The major strengths of our study included the use of a data set comprised of a large population of 3.5 million unique patients representing all third-party payers in the state of Colorado. This data set should represent an inclusive adult population for age, sex, race, lifestyle, healthcare delivery setting and socioeconomic status. The very large size of the population in our database could be expected to minimize any statistical effect of potentially confounding variables. The ICD-10 coding which allowed for provider specification of asthma severity was in use for the entire time period encompassed by our claims-based data set.

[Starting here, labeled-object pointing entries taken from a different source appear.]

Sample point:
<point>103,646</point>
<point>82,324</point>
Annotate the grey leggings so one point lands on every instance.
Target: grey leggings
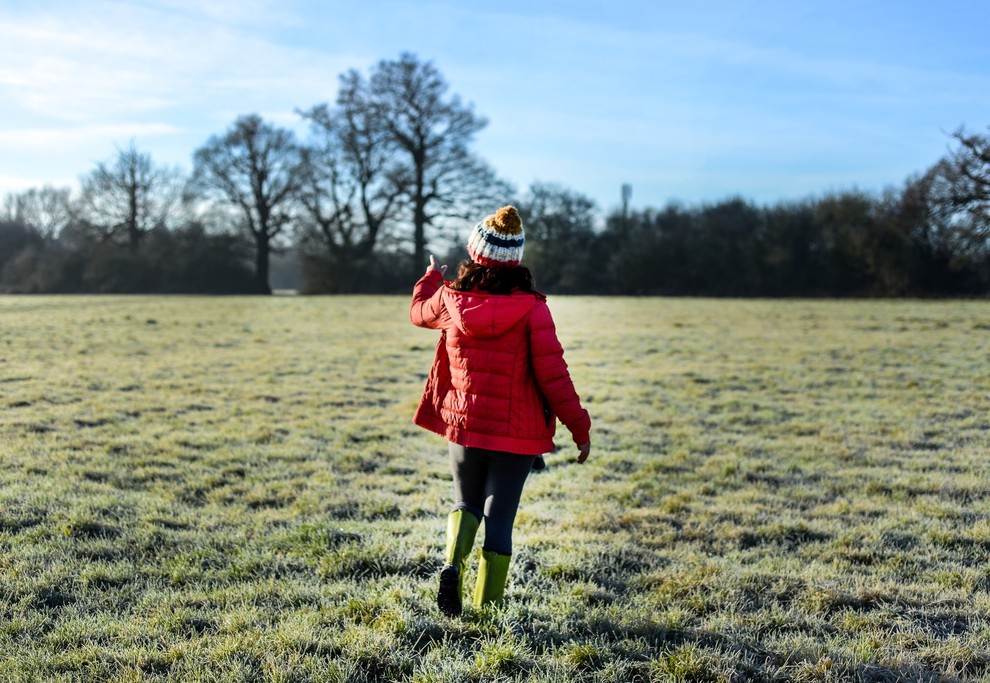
<point>489,484</point>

Corticosteroids are still the front line of asthma therapy. Vigilance allowing for timely detection of corticosteroid associated osteoporosis or osteonecrosis has more utility than in the past given the recent and ongoing advances in therapeutic interventions that can stabilize or remediate these conditions. Additionally, corticosteroid sparing biologic agents for the treatment of asthma can be implemented earlier and more proactively in affected patients who might not otherwise be identified as priority candidates for biologic therapies. The expense of increased surveillance and timely initiation of effective interventions for osteoporosis⁷ or osteonecrosis⁸ can be offset by the savings realized through the prevention of disability or more costly treatments arising from a delay in diagnosis. The recent advent of well tolerated and effective biologics, the first truly corticosteroid sparing agents in the treatment of asthma, should significantly reduce the burden of corticosteroid induced orthopedic complications among patients with moderate or severe asthma in the coming decades⁹. We look forward to the realization of this optimistic expectation.

References

1. Yao B, Wilson T, Zou R, et al. Prevalence of Three Prominent Corticosteroid Side Effects in a Large Population by Age, Sex and ICD-10 Asthma Severity with Recommendations for Screening. Clinical Therapeutics. 2025; 47(9): 667-672.
2. Curry SJ, Krist AH. Screening for Osteoporosis to Prevent Fractures: US Preventive Services Recommendation Statement. JAMA. 2022; 327: 2123-2128.
3. Narla RR, Adler RA. Rationale for osteoporosis screening in men. Osteoporosis Int. 2025; 36(2): 163-6.
4. Crandall CJ, Larson JC, Watts NB, et al. Comparison of Fracture Risk Prediction by the US Preventive Services Task Force Strategy and Two Alternative Strategies in Women 50-64 Years Old in the Women’s Health Initiative. J Clin Endocrinol Metab. 2014; 99: 4514-4522.
5. Lim SY, Lim JH, Nguyen D, et al. Screening for Osteoporosis in Men Aged 70 Years and Older in a Primary Care Setting in the United States. AM J of Men’s Health. 2013; 7: 350-354.
6. Zhang YZ, Cao XY, Li XC, et al. Accuracy of MRI Diagnosis of Early Osteonecrosis of the Femoral Head: a Meta-analysis and Systematic Review. J Orthop Surg Res. 2018; 13: 167.
7. Compston J. Extensive expertise in endocrinology: advances in the management of glucocorticoid-induced osteoporosis. European Journal of Endocrinology. 2023: 188(3): R46-R55.
8. Hua KC, Yang XG, Feng JT. The efficacy and safety of core decompression for the treatment of femoral head necrosis: a systematic review and meta-analysis. J Orthop Surg Res. 2019; 4: 306.
9. McGregor MC, Krings JG, Nair P, et al. Role of Biologics in Asthma. Am J of Crit Care Med. 2019; 199: 433-445.